HISTORISCHE GRUNDLAGEN
Der Fußball erreichte Japan in den 1870er Jahren, eingeführt von britischen Marineoffizieren und Lehrern, die das Spiel in die sich rasch modernisierende Nation der Meiji-Ära brachten. Der Japanische Fußballverband wurde 1921 gegründet, und das Land gab sein olympisches Fußballdebüt bei den Spielen 1936 in Berlin, wo es sensationell Schweden mit 3:2 besiegte – das sogenannte "Wunder von Berlin", ein frühes internationales Ergebnis, das die japanische Fantasie beflügelte.
Während des größten Teils des 20. Jahrhunderts existierte der Fußball in der japanischen Sportlandschaft im Schatten von Baseball und Sumo-Ringen. Die Nationalmannschaft trat regional an, konnte sich aber nicht für die Weltmeisterschaft qualifizieren und scheiterte in aufeinanderfolgenden Kampagnen an stärkeren asiatischen Gegnern. Die olympische Bronzemedaille 1968 in Mexiko-Stadt – mit dem legendären Stürmer Kunishige Kamamoto, der im Turnier sieben Tore erzielte – stellte einen Höhepunkt dar, doch eine nachhaltige internationale Wettbewerbsfähigkeit blieb unerreichbar.

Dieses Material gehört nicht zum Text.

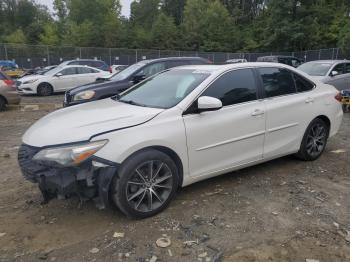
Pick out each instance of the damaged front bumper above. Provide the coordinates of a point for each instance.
(90, 180)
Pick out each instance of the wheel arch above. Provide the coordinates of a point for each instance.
(326, 120)
(171, 153)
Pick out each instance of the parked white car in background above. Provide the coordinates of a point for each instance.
(118, 68)
(59, 79)
(181, 126)
(332, 72)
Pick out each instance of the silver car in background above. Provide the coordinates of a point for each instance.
(332, 72)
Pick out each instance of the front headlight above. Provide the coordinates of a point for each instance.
(84, 95)
(30, 81)
(70, 155)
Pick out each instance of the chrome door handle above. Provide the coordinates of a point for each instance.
(258, 112)
(309, 100)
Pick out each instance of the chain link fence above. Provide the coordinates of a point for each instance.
(31, 56)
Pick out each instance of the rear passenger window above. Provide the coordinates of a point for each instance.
(302, 84)
(339, 68)
(347, 68)
(277, 81)
(234, 87)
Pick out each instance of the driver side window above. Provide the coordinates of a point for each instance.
(234, 87)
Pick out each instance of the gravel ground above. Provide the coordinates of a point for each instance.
(283, 210)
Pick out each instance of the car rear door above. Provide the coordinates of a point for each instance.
(229, 137)
(288, 110)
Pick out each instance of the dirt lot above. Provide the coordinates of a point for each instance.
(283, 210)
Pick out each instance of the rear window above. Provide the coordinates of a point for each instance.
(2, 76)
(302, 84)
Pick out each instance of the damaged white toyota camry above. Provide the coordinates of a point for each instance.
(183, 125)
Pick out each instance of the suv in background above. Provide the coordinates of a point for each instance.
(288, 60)
(121, 81)
(99, 64)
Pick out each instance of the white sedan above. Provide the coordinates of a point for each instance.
(59, 79)
(181, 126)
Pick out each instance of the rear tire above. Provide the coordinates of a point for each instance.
(314, 140)
(2, 104)
(145, 184)
(45, 89)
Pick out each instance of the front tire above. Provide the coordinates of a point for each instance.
(45, 89)
(145, 184)
(314, 140)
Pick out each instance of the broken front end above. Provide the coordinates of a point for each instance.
(62, 172)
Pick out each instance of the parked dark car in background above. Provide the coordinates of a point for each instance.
(288, 60)
(99, 64)
(128, 77)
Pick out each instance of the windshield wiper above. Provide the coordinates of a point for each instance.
(130, 102)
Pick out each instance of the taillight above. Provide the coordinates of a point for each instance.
(9, 82)
(338, 97)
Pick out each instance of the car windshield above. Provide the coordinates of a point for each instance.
(164, 90)
(52, 71)
(315, 69)
(127, 72)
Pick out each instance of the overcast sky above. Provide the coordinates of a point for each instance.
(125, 5)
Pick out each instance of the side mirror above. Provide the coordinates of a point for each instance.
(334, 73)
(100, 79)
(138, 78)
(208, 103)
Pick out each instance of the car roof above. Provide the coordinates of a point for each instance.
(282, 56)
(69, 66)
(225, 67)
(172, 58)
(329, 61)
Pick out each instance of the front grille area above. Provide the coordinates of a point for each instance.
(29, 167)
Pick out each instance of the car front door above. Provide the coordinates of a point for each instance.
(65, 79)
(288, 112)
(340, 81)
(232, 136)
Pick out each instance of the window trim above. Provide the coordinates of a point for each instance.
(75, 68)
(258, 93)
(313, 84)
(332, 69)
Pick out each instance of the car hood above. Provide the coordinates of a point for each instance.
(96, 85)
(80, 123)
(30, 77)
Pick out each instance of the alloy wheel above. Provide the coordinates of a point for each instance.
(149, 186)
(316, 140)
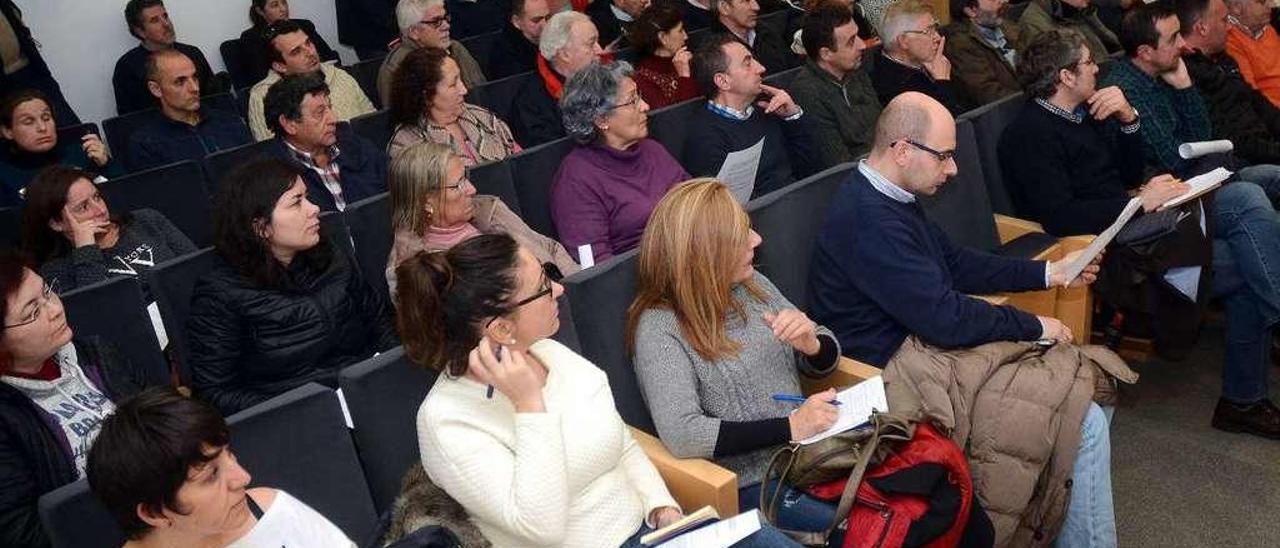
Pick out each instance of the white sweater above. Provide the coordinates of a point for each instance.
(571, 476)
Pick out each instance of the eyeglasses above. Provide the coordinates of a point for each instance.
(551, 273)
(48, 295)
(941, 155)
(435, 22)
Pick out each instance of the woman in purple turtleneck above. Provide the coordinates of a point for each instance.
(609, 183)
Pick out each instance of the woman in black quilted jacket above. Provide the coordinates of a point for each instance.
(282, 305)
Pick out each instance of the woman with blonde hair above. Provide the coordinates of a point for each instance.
(434, 206)
(713, 341)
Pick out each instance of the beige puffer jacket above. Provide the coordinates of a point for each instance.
(1016, 410)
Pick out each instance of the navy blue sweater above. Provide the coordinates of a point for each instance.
(881, 272)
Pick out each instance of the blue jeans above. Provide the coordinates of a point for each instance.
(766, 538)
(1091, 520)
(1247, 279)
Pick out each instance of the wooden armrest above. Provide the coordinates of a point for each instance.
(1011, 227)
(848, 373)
(693, 482)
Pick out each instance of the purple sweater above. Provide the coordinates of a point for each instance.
(603, 196)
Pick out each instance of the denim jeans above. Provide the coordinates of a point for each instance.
(1091, 521)
(766, 538)
(1247, 279)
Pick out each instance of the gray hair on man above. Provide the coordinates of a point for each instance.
(589, 95)
(408, 13)
(558, 32)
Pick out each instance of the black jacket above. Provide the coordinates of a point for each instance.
(250, 343)
(1238, 112)
(35, 455)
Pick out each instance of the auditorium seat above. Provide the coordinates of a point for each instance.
(383, 394)
(298, 442)
(534, 172)
(789, 222)
(176, 190)
(73, 517)
(172, 286)
(115, 311)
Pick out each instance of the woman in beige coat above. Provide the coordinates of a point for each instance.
(434, 206)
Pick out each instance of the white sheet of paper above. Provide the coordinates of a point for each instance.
(856, 405)
(739, 170)
(721, 534)
(1104, 240)
(158, 324)
(1200, 185)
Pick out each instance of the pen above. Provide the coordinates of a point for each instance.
(798, 398)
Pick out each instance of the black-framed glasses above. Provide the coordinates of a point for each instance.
(941, 155)
(551, 273)
(46, 295)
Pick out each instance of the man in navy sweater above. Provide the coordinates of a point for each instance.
(882, 272)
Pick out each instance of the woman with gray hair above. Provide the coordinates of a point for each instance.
(609, 183)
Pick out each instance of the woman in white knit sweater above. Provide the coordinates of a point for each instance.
(519, 429)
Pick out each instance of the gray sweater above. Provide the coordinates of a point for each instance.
(146, 241)
(691, 398)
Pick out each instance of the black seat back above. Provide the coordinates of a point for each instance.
(383, 394)
(599, 297)
(789, 222)
(176, 190)
(298, 442)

Der entscheidende Moment kam 1993 mit dem Start der J.League, Japans erster vollständig professioneller Fußballliga. Die Liga zog internationale Stars in der Spätphase ihrer Karrieren an – Zico, Gary Lineker, Pierre Littbarski, Dragan Stojković – die Professionalität, taktisches Wissen und globale Glaubwürdigkeit in den japanischen Fußball brachten. Der Erfolg der J.League, kombiniert mit einem systematischen Ansatz in der Jugendarbeit, schuf die Grundlage für eine nachhaltige internationale Wettbewerbsfähigkeit.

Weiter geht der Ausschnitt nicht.